Others are accused of contravening legislation by unfairly using the performance of siblings for accepting or rejecting pupils, or of having vague policies that allow the school to select the pupils it wants.

The findings will be seized upon by MPs, who last week failed to amend the education Bill to force religious schools to take at least a quarter of pupils from other faiths or none.

One Catholic secondary demands that would-be pupils, and their parents, must have attended Mass every week since the child started primary school. The same school also requires a statement from parents saying they have not also applied to a non-Catholic secondary, the unpublished study by Dr Anne West and Audrey Hind of 393 schools in London found.

Other church schools’ policies were so unclear as to give them leeway in selecting pupils. One lists “compassionate factors”, another gives credit for “hobbies and leisure activities”.

Liberal Democrat education spokesman Phil Willis, who jointly launched the amendment, said it was “unacceptable” for a school to insist on Mass every weekend.

The study says legislation launched in 1998 which introduced school adjudicators to tackle admissions disputes and a new code of practice, has had some impact.
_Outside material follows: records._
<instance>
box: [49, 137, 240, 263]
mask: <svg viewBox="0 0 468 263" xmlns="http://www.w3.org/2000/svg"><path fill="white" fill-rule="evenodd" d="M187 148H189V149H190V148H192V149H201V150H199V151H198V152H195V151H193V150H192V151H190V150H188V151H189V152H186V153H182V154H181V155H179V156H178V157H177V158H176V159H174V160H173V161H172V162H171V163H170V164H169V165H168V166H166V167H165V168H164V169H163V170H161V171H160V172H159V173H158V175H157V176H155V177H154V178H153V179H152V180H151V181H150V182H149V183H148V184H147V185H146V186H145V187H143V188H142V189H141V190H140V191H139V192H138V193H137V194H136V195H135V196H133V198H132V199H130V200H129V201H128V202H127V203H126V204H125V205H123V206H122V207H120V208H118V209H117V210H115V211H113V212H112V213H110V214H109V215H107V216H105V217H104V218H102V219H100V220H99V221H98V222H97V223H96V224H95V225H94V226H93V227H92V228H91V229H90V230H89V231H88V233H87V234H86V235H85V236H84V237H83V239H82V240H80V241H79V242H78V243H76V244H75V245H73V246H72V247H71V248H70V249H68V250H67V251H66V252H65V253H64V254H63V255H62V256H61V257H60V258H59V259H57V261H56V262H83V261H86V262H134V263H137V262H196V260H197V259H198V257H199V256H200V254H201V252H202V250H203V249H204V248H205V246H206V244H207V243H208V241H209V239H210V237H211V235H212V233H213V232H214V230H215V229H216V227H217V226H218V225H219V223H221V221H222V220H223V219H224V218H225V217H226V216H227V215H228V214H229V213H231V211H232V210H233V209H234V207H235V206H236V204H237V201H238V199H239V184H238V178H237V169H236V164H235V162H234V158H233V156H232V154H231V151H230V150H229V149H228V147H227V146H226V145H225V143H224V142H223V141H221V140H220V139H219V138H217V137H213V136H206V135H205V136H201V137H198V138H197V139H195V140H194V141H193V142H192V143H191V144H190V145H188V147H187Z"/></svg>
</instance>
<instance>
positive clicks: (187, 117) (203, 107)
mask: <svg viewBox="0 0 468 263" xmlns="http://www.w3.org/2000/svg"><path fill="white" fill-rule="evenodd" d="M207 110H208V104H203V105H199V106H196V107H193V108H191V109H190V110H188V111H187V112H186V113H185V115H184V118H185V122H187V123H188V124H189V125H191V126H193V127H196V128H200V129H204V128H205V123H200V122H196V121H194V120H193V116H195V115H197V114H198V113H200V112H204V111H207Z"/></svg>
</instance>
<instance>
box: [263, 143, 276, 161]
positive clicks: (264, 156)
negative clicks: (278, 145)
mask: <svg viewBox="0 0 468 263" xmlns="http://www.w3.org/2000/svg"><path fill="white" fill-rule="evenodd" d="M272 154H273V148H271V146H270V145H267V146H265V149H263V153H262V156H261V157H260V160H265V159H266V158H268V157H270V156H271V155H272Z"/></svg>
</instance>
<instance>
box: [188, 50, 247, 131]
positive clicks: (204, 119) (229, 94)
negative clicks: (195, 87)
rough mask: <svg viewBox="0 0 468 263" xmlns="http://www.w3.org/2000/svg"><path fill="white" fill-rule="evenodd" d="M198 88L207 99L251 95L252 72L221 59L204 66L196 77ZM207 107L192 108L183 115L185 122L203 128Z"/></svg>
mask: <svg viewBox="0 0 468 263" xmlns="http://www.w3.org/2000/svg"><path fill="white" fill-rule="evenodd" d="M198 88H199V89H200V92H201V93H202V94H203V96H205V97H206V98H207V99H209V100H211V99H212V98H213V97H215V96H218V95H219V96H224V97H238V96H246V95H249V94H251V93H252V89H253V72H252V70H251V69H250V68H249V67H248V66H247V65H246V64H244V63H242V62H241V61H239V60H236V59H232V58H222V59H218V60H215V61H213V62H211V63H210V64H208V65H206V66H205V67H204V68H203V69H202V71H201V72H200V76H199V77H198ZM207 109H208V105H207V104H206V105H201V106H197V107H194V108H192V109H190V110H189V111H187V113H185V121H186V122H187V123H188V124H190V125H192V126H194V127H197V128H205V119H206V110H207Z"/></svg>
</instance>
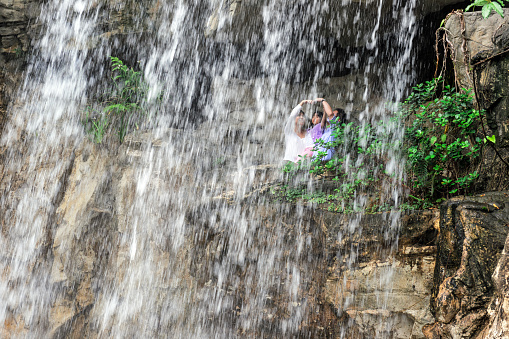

But many schools, both religious and non-religious, are not keeping to the code, and little is being done about it.

Voluntary-aided (church) and foundation schools were much less likely to have special educational needs in their lists of admissions criteria than community schools, added the report.

They were also more than six times more likely to select by either ability or aptitude than community schools.

Dr West, who presented the paper to a National Union of TeachersCampaign for State Education conference, said: “There are clear opportunities for schools to ‘select in’ and ‘select out’ pupils.

“Given the link between social background, prior attainment and later examination performance, these practices enable some such schools to obtain higher league table positions than others.”

Dr West said that schools adjudicators, who currently have powers to direct changes to admissions policies only if complaints are made, should have powers to intervene pro-actively.

Oona Stannard, director of the Catholic Education Service, said the church had never sought to deny that its popular schools should prioritise Catholic pupils in their admissions policies.

But she added that policies should not be so vague as to allow schools to effectively select pupils for other reasons. “I would be adamantly against anything that was capable even inadvertently, of resulting in social selection,” she said.